Hooked on Git

April 11, 2016

Hooked on Git

At some point in your career as a software developer, you’ve probably typed in a Git commit message similar to the following:

  • Fix style checker warnings
  • Fix style checker warnings AGAIN...
  • Fix broken test
  • whitespace

Commits like these tend to happen when you forget to run your code linters or test suite before pushing code to the remote repository. A continuous integration server never forgets to run these and posts angry red messages to your Slack channels when the build fails.

Fortunately, Git has a hooks feature which can run checks for you automatically at certain points in your workflow such as:

  • Before you commit (pre-commit)
  • After you write a commit message (commit-msg)
  • Before you push to a remote (pre-push)

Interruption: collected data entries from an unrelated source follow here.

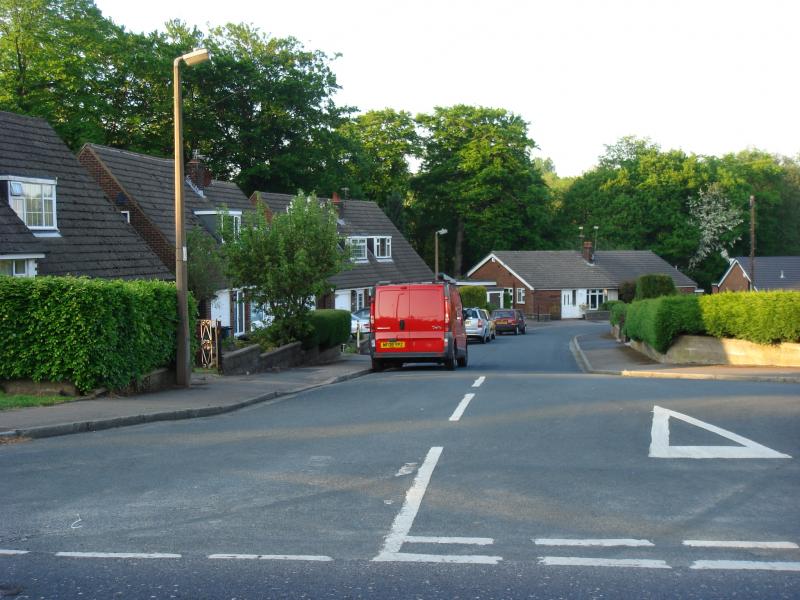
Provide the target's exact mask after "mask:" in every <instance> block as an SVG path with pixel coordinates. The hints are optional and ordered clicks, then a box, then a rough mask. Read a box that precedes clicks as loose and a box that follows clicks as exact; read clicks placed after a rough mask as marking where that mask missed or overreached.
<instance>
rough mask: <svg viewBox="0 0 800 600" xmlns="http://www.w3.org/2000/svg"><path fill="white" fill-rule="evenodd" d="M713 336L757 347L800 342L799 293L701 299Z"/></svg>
mask: <svg viewBox="0 0 800 600" xmlns="http://www.w3.org/2000/svg"><path fill="white" fill-rule="evenodd" d="M700 307H701V310H702V314H703V323H704V324H705V328H706V330H707V331H708V333H709V334H710V335H713V336H716V337H732V338H738V339H742V340H749V341H751V342H755V343H758V344H771V343H776V342H800V292H793V291H774V292H735V293H730V292H729V293H723V294H712V295H710V296H703V297H701V298H700Z"/></svg>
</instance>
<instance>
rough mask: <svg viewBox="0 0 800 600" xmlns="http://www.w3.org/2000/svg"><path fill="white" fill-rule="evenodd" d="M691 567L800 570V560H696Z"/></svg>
mask: <svg viewBox="0 0 800 600" xmlns="http://www.w3.org/2000/svg"><path fill="white" fill-rule="evenodd" d="M689 568H690V569H723V570H728V571H800V562H761V561H750V560H696V561H694V562H693V563H692V566H691V567H689Z"/></svg>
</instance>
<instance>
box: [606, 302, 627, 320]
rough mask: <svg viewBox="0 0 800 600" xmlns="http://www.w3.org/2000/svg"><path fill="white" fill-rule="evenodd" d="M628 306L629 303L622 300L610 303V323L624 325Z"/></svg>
mask: <svg viewBox="0 0 800 600" xmlns="http://www.w3.org/2000/svg"><path fill="white" fill-rule="evenodd" d="M628 306H629V305H628V304H625V303H624V302H614V304H612V305H611V308H610V309H609V310H610V311H611V316H610V317H609V320H610V321H611V324H612V325H619V326H624V325H625V315H626V314H627V311H628Z"/></svg>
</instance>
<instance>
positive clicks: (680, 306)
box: [625, 295, 705, 352]
mask: <svg viewBox="0 0 800 600" xmlns="http://www.w3.org/2000/svg"><path fill="white" fill-rule="evenodd" d="M702 333H705V326H704V325H703V317H702V315H701V312H700V302H699V301H698V298H696V297H695V296H686V295H680V296H662V297H661V298H653V299H650V300H640V301H638V302H634V303H633V304H631V305H630V306H629V307H628V309H627V313H626V315H625V334H626V335H627V336H628V337H630V338H632V339H634V340H637V341H644V342H647V343H648V344H649V345H650V346H651V347H653V348H655V349H656V350H658V351H659V352H666V351H667V350H669V347H670V346H671V345H672V342H673V340H674V339H675V338H676V337H677V336H679V335H682V334H702Z"/></svg>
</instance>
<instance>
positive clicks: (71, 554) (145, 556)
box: [56, 552, 181, 558]
mask: <svg viewBox="0 0 800 600" xmlns="http://www.w3.org/2000/svg"><path fill="white" fill-rule="evenodd" d="M56 556H66V557H69V558H181V555H180V554H165V553H159V552H154V553H144V552H56Z"/></svg>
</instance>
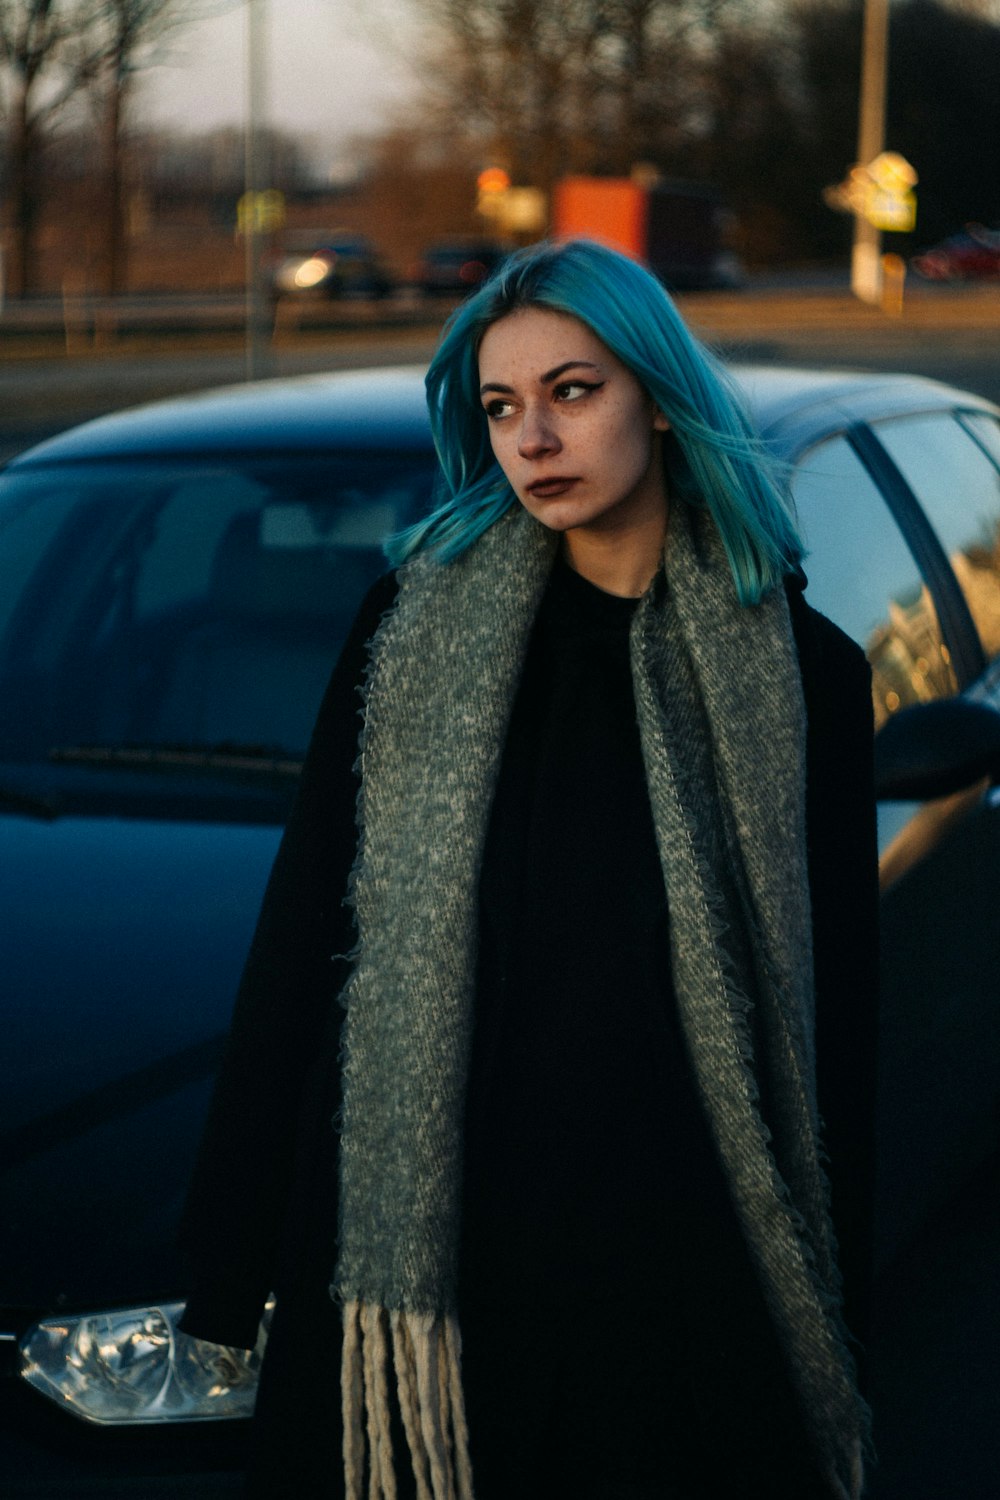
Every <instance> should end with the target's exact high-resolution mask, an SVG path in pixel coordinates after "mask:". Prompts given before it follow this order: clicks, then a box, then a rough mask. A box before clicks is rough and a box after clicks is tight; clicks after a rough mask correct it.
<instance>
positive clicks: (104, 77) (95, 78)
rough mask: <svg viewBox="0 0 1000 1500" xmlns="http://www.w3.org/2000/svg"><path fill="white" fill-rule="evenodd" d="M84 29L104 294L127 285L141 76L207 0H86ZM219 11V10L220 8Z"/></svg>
mask: <svg viewBox="0 0 1000 1500" xmlns="http://www.w3.org/2000/svg"><path fill="white" fill-rule="evenodd" d="M82 3H84V7H85V12H87V15H85V23H87V24H85V27H84V30H82V33H81V37H79V40H78V43H76V48H75V69H76V77H78V78H81V80H82V81H84V83H85V87H87V93H88V98H90V101H91V104H93V107H94V110H96V114H97V121H99V138H100V142H102V151H100V156H102V160H100V175H102V193H100V198H102V222H103V255H102V290H103V291H105V293H108V294H115V293H118V291H121V290H123V288H124V285H126V261H127V234H126V199H127V183H126V145H127V130H129V123H130V114H132V105H133V98H135V83H136V77H138V74H139V72H141V71H142V69H144V68H148V66H150V65H151V63H154V62H157V60H159V55H160V48H162V46H163V43H165V42H166V39H168V37H169V36H171V34H172V33H174V31H177V30H178V28H180V27H183V26H189V24H190V23H192V21H195V20H196V18H198V15H201V13H204V12H205V9H207V5H205V0H82ZM216 9H217V6H216Z"/></svg>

There are several more events that Git has hooks for, but I’ve found that these three are the most useful to me.

pre-commit Hooks

I commonly use this hook to catch whitespace related issues, namely ensuring that the files getting committed have a newline at the end of the file and contain no trailing whitespace. When you run git commit, git will run the pre-commit hooks. If the hooks fail, Git will not allow you to enter a message and commit the staged files. This hook is also very useful for running linter tools, such as pep8, checkstyle, or swiftlint before committing files, which can prevent style fixup commits later on.

commit-msg Hooks

This hook is useful for making sure that commit messages are formatted correctly. Commit message formatting is a large topic by itself, so I won’t get into that too much here. Personally, I’ve based my commit message style on the rules from this blog post and wrote a python script which checks most of these rules.

pre-push Hooks

It’s a good idea to check that your test suite passes before pushing code so that you don’t have to add “Fixed a test” commits or modify history that has been made public. I also use this hook to ensure that I don’t accidentally push any WIP (work in progress) commits, which make the history confusing and cluttered.

Making Git Hooks Easy

Vanilla Git hooks are not super intuitive and can be rather limited. You can only have one script for each type of hook which must be named after the hook. Hooks live in the .git/hooks/ folder which is not tracked by Git. If you want to track changes to your hooks, you need to symlink the scripts in your repository to the .git/hooks/ directory.

These limitations frustrated me, so I wrote a tool to make hooks easier to deal with. It is a single shell script that lives in your repository. After you install it, any number of hooks you want to run can be placed in the .githooks/ directory (which you can track in Git). For example, with the pre-commit hooks I described earlier, both scripts will be run before a commit if they are placed in .githooks/pre-commit/:

repo/
 .githooks/
 pre-commit/
 check-trailing-whitespace.sh
 check-newline-at-eof.sh

Please check out the examples for more useful Git hooks and send me your own if you have more ideas!